The increased and non-stop creation of new scrolling machine’s, otherwise known as iPhones, iPad’s, and Android’s, is only fueling this action.
The popularity of scrolling is continuously growing, from new forms of social media platforms and usage.
However, as time goes on, will scrolling ever become less popular?
Will there ever be an increased awareness of harmful health effects that could come from scrolling?
As an individual who is fortune enough to be sitting in front of a computer, laptop, phone, or tablet screen to be reading this article… you are faced with two different choices. You could continue to go along with the majority of our society, and continue to be cause of the addictive, 21st century stigma of scrolling. Or… you could take the road less traveled by, and be the solution that influences others to
LOOK UP
and
SPEAK UP
…instead of being another person scrolling hours of their life away.
Next time you are walking around in a town, a city, a work place, a restaurant, a mall, a college campus, or any other public venue, take note.
How many people have their chins up, eyes open, hearts lifted, are actually breathing in air and looking around at the world around them?
How many people have their necks and upper backs hunched over, mouth closed, breathing mindlessly, eyes glued to a screen, and are unwilling to say hello to you as you pass by?
Or, how many people make eye contact with you and are more willing to look down at their phone screen, rather than to say hello and shoot you a smile?
I have been on earth for 21 years, and I am honestly scared to see what happens to our society if I am lucky enough to live 21 more.
While I have never experienced a world where smoking was a societally accepted fad and norm, I am experiencing a world where the mind numbing habit of scrolling is, instead. And at this point in time, I am not sure which is worse.
At least smoking was a somewhat social activity. Scrolling is leading individuals to become increasingly anti-social, closed off and cold.
Scrolling is often done in a very improper posture, which could lead to lower back pain in children, teens and adults.
Scrolling is often done in a frozen position, which could lead to a sedentary lifestyle or even obesity when done in excessiveness.
Scrolling is often correlated to mindless content, and takes the place of intellectual and developmental activities such as reading books.

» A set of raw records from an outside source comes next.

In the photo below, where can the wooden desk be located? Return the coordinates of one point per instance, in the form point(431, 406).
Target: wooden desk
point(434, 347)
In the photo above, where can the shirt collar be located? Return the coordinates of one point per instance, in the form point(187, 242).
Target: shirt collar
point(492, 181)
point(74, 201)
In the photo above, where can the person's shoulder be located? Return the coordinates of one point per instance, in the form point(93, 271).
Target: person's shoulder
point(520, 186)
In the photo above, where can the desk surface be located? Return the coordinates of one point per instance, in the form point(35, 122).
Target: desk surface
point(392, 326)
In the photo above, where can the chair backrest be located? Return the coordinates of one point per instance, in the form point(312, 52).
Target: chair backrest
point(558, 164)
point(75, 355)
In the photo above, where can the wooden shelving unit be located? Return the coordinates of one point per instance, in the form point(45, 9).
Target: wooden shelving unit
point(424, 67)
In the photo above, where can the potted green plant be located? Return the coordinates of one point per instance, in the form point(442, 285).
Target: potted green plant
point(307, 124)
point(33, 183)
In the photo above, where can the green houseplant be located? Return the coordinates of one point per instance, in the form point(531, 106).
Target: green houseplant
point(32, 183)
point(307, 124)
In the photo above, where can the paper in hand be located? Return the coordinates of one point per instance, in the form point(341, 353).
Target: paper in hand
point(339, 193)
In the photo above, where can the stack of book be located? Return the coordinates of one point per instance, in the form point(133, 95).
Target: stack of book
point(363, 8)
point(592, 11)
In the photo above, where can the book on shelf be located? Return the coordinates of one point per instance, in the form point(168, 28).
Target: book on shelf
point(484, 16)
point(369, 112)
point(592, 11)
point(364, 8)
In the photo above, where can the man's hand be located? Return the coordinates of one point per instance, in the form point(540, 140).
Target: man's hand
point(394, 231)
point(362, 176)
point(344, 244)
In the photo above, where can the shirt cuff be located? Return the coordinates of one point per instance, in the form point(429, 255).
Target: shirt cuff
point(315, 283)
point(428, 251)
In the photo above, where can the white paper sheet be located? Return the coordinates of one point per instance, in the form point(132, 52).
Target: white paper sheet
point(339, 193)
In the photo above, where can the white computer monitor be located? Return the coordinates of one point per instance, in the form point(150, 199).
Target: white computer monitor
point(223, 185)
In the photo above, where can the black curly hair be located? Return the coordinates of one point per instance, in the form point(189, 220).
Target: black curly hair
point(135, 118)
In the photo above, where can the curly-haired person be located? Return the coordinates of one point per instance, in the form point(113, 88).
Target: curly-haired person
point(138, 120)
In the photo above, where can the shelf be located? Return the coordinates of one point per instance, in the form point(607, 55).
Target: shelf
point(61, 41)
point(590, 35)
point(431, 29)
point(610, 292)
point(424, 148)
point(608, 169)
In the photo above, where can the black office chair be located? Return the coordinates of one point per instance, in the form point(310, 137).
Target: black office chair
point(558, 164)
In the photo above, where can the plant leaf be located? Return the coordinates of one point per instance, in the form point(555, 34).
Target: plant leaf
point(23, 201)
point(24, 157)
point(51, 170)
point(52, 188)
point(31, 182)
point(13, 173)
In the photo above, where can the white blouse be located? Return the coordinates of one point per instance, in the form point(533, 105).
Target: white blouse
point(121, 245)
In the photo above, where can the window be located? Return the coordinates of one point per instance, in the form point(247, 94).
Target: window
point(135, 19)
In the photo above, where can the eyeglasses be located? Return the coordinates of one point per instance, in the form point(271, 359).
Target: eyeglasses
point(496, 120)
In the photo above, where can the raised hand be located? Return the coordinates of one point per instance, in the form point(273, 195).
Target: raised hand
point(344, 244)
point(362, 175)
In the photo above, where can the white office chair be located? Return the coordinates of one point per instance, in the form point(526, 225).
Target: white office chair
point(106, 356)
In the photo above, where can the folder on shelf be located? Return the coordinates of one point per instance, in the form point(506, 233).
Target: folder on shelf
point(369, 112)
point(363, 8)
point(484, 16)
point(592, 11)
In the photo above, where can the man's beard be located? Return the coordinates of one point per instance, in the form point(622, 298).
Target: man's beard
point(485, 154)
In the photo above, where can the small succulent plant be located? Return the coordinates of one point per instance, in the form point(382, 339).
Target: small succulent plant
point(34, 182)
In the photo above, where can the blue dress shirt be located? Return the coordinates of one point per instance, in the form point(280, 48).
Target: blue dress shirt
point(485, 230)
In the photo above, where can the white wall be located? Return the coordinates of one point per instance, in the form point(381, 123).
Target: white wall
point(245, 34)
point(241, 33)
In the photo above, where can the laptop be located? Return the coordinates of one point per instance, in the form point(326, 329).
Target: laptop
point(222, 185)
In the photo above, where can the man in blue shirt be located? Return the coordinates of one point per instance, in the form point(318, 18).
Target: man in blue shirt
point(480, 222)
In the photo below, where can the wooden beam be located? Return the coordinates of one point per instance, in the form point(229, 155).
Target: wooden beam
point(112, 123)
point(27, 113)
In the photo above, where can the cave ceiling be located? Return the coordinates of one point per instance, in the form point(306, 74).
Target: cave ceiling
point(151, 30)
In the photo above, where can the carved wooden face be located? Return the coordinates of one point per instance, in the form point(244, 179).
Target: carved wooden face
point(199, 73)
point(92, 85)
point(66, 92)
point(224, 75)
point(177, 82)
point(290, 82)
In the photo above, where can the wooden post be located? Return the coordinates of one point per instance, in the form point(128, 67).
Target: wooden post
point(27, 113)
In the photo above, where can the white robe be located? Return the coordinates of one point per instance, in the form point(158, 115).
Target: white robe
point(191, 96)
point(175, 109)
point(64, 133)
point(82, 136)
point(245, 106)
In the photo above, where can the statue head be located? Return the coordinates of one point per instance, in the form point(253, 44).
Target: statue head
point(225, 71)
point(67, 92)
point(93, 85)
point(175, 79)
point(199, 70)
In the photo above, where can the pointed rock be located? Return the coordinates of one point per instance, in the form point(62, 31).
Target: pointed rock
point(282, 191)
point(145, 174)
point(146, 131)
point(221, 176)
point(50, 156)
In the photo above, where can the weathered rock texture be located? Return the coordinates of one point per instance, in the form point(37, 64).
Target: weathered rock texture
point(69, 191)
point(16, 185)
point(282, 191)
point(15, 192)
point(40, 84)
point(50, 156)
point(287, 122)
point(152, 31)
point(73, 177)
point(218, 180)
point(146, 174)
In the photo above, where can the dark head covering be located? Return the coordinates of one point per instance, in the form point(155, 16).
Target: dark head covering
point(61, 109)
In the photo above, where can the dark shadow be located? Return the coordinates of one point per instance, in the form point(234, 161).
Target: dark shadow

Scrolling is often done in the evening before going to sleep, which is medically proven to affect sleep quality and alertness the following day.
And, as I just said, scrolling is often done in an anti-social way, leading individuals with scrolling devices to develop poor communication skills from being more in tune to their device that the individuals and world that is actually surrounding them.
So, what will YOU choose to do?
Maybe you were never a smoker. But are you a scroller?